Defending our freedom

Timothy Garton Ash writes on "the creeping tyranny of the group veto":
Here the animal rights campaign has something in common with the extremist reaction to the cartoons of the prophet Muhammad, as seen in the attacks on Danish embassies. In both cases, a particular group says: "We feel so strongly about this that we are going to do everything we can to stop it. We recognise no moral limits. The end justifies the means. Continue on this path and you must fear for your life."

[...]

If the intimidators succeed, then the lesson for any group that strongly believes in anything is: shout more loudly, be more extreme, threaten violence, and you will get your way. Frightened firms, newspapers or universities will cave in, as will softbellied democratic states, where politicians scrabble to keep the votes of diverse constituencies. But in our increasingly mixed-up, multicultural world, there are so many groups that care so strongly about so many different things, from fruitarians to anti-abortionists and from Jehovah's Witnesses to Kurdish nationalists. Aggregate all their taboos and you have a vast herd of sacred cows. Let the frightened nanny state enshrine all those taboos in new laws or bureaucratic prohibitions, and you have a drastic loss of freedom.
I quite agree with Garton Ash when he writes later that "Inch by inch, paragraph by paragraph, we are becoming less free." Read the full piece.

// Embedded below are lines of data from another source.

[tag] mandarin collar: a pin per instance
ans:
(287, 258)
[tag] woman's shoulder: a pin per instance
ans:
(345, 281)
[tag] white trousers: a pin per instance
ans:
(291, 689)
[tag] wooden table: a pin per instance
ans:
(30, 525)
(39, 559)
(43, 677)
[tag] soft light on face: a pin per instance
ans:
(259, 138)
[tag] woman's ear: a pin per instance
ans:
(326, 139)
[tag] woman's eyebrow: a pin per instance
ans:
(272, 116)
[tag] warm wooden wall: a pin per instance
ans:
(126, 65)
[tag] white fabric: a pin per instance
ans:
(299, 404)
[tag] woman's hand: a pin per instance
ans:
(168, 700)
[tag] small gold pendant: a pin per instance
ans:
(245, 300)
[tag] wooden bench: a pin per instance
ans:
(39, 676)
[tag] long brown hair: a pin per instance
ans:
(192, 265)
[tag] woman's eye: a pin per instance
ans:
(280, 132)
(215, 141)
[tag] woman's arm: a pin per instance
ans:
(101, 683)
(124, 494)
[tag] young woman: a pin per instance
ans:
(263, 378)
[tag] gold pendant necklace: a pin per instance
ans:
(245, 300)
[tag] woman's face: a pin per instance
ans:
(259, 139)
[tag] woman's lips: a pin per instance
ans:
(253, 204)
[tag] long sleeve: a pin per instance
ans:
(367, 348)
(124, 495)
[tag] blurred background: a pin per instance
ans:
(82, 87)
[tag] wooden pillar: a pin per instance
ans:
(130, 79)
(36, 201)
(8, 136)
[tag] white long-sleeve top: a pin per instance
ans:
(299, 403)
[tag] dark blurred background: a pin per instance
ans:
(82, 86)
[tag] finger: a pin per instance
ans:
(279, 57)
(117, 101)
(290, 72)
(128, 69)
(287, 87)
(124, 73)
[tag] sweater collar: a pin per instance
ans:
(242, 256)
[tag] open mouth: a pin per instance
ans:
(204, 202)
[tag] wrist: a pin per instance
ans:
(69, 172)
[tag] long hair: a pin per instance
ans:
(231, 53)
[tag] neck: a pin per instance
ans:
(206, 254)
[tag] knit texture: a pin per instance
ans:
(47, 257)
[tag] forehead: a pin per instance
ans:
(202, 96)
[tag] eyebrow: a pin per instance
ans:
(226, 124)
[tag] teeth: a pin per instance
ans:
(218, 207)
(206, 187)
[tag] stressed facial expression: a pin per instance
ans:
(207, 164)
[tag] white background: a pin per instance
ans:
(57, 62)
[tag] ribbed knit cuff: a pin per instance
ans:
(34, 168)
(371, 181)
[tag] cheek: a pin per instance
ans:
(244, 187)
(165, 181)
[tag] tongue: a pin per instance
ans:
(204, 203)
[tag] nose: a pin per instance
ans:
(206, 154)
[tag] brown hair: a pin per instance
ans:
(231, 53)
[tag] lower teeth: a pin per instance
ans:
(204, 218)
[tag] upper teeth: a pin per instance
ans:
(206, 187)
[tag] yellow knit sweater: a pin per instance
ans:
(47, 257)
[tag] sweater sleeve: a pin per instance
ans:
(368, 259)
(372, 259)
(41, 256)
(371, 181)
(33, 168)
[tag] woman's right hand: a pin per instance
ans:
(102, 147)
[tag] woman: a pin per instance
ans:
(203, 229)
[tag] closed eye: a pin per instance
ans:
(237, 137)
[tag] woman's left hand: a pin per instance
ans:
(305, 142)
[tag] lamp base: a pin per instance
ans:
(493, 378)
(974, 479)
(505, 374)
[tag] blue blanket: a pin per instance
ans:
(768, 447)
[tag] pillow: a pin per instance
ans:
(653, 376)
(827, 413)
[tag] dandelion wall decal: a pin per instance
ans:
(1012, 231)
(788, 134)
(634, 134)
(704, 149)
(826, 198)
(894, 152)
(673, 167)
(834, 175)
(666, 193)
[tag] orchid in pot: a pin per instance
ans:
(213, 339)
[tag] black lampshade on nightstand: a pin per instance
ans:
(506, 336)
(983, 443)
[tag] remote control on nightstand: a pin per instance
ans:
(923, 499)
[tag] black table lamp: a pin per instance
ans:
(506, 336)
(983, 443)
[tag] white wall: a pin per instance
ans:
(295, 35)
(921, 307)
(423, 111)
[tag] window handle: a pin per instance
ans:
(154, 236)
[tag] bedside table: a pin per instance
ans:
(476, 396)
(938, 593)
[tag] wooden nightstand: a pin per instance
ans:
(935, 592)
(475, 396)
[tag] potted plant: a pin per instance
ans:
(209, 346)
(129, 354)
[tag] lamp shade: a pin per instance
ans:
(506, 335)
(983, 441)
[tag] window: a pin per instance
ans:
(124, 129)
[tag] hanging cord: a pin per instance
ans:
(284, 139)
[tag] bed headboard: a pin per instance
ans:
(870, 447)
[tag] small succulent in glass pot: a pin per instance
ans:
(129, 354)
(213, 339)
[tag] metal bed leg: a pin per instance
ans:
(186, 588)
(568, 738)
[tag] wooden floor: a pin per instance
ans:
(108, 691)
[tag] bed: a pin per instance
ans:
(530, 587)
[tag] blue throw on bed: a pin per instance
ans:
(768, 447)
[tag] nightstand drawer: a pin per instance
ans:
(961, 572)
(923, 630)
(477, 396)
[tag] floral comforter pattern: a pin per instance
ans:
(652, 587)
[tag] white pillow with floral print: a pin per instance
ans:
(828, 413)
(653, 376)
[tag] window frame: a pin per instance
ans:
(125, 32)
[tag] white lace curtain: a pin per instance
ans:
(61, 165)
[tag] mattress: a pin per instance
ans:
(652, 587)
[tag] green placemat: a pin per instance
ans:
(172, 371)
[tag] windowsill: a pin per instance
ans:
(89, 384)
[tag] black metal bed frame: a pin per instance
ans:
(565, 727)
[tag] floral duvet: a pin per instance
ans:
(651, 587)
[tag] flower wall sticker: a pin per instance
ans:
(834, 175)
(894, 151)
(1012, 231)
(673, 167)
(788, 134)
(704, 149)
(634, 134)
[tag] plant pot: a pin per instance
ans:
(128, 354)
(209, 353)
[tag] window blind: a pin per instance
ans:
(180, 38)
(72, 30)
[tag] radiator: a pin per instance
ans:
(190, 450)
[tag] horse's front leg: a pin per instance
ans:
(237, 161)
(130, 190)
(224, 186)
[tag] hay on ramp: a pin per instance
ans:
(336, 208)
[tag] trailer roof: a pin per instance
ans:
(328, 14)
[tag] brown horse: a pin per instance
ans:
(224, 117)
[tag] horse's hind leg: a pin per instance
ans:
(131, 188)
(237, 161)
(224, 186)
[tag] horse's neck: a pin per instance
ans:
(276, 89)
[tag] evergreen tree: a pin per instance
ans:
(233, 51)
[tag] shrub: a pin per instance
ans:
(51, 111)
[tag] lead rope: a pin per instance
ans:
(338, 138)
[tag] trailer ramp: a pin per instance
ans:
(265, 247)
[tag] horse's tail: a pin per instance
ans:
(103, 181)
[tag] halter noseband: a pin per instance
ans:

How much do we care about individual freedom in India anyway? Time and again, we see the "tyranny of the group veto," as in the attacks against Khushboo for her comments on pre-marital sex or in the denial of the right of bar-girls to pursue their chosen livelihood in Maharashtra, and in so many other things in so many other ways, some of which this blog has written about. And each time those freedoms are threatened, I think to myself that it's just a small, vocal minority that feels this way, and they don't speak for most of us. But noise often translates into action, sometimes through intimidation, and sometimes I think the silent majority is too darned silent. No?